Les résolutions échouent rarement par manque de motivation. Elles échouent parce qu’elles entrent en conflit avec quelque chose de plus fort que la volonté. Le fonctionnement humain.

Changer durablement demande du sens, pas seulement de la discipline.

Lorsque la résolution est rompue, parfois dès les premières semaines, un mécanisme bien connu s’active. L’auto-jugement. Le discours intérieur devient dur, parfois même brutal.

« Si je n’y arrive pas, c’est que je ne suis pas assez sérieux. »

À partir de là, l’élan initial se transforme en pression. Et la pression, paradoxalement, pousse rarement à avancer. Elle pousse plutôt à éviter, à repousser, à abandonner en silence.

Beaucoup renoncent alors. Non pas parce qu’ils ne veulent pas évoluer, mais parce que le cadre qu’ils se sont imposé est trop rigide pour un être vivant.


Quand changer devient se réparer


Derrière certaines résolutions se cache une idée plus discrète, mais lourde de conséquences. L’idée qu’il y aurait quelque chose qui ne va pas chez soi.

Alors on veut corriger. Compenser. Améliorer. Rapidement.

Mais vouloir évoluer ne signifie pas se rejeter.

Lorsque le changement part d’un rejet de soi, « je suis trop comme ci », « pas assez comme ça », il s’épuise vite. Parce qu’il demande de lutter contre soi-même.

Et personne ne gagne durablement une guerre intérieure.

Ce glissement est fréquent. On croit viser une meilleure version de soi, alors qu’on tente surtout de faire taire une insatisfaction profonde. La résolution devient alors un moyen de se réparer, plutôt qu’un chemin pour se comprendre.


L’intention, un changement de posture


C’est ici qu’apparaît une alternative souvent négligée. L’intention.

Une intention ne fixe pas un résultat immédiat. Elle propose une direction.

Là où une résolution impose une action précise, comme méditer vingt minutes par jour ou reprendre le sport trois fois par semaine, l’intention pose une question plus large. Quelle qualité de vie ai-je envie de cultiver cette année.

Par exemple, au lieu de se dire « je dois méditer tous les jours », une intention pourrait être « je souhaite cultiver plus de calme dans mon quotidien ».

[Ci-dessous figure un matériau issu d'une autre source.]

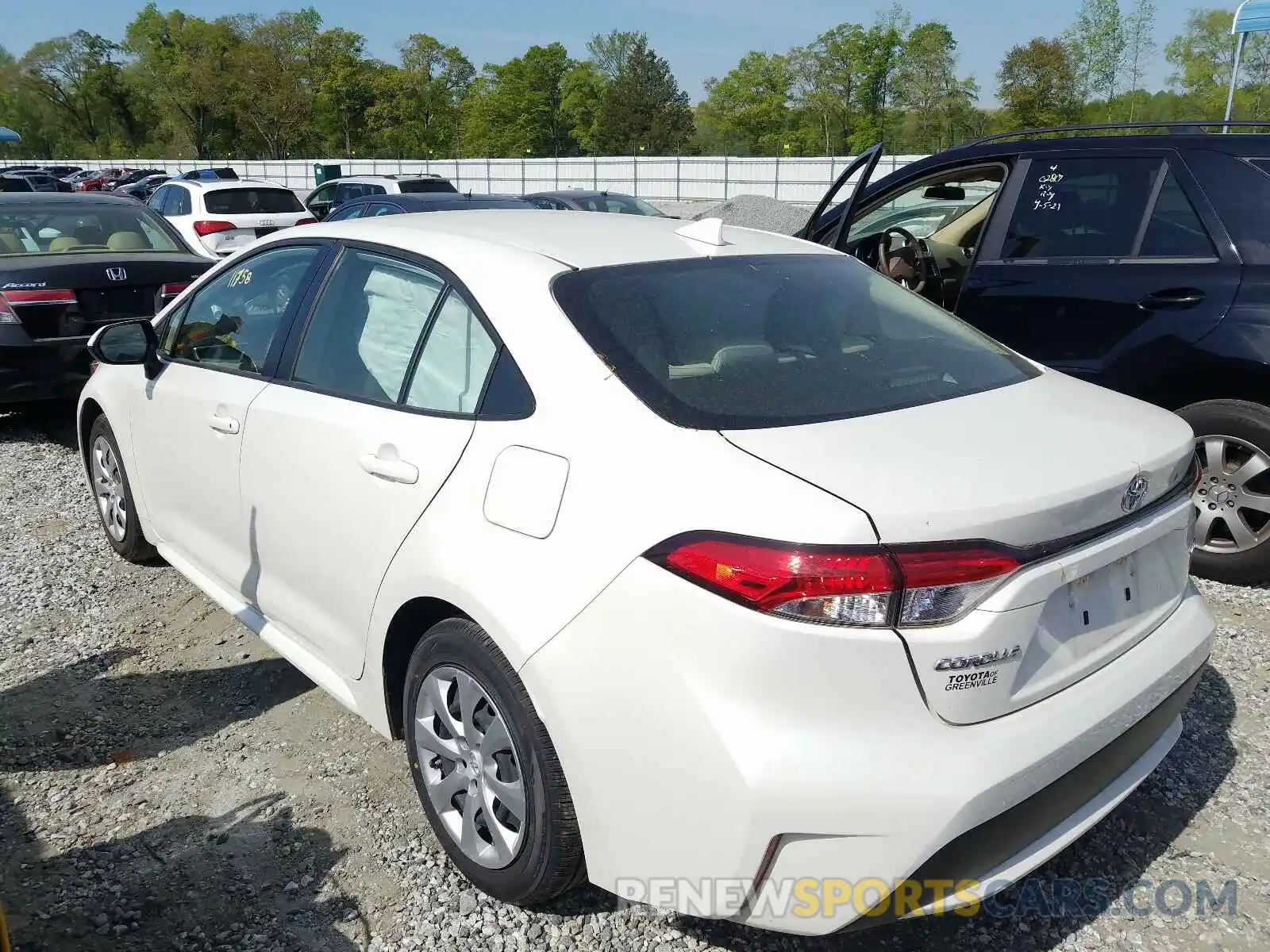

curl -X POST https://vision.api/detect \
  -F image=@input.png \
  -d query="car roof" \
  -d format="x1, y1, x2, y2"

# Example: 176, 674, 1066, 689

La différence peut sembler subtile. Elle est pourtant déterminante.

L’intention n’évalue pas en permanence. Elle observe. Elle n’impose pas. Elle oriente. Elle laisse de la place à l’humain, avec ses fluctuations, ses ajustements et ses imprévus.


Pourquoi les intentions tiennent davantage ?


Sur le plan psychologique, l’intention mobilise un autre levier. Celui de la cohérence interne.

Lorsqu’une personne se relie à une valeur plutôt qu’à une performance, elle cherche naturellement à agir de façon plus alignée. Sans se forcer. Sans se punir.

La question n’est plus « ai-je réussi ou échoué », mais « est-ce que ce choix me rapproche de ce qui compte pour moi ».

Ce déplacement change profondément la relation au changement. Il transforme l’évolution personnelle en un processus vivant, adaptable, et surtout soutenable dans le temps.


Une autre façon d’entrer dans l’année


La nouvelle année n’a peut-être pas besoin de promesses spectaculaires.

Elle a peut-être besoin de quelque chose de plus simple. Une direction claire. Une curiosité sincère. Une écoute plus fine de ce qui est déjà là.

Formuler une intention, ce n’est pas renoncer à évoluer. C’est choisir d’avancer sans se violenter. C’est accepter que le changement durable se construit rarement dans la contrainte, mais souvent dans la compréhension.

Et si, cette année, au lieu de vous demander ce que vous devez absolument changer, vous vous demandiez comment vous avez envie de vivre, jour après jour.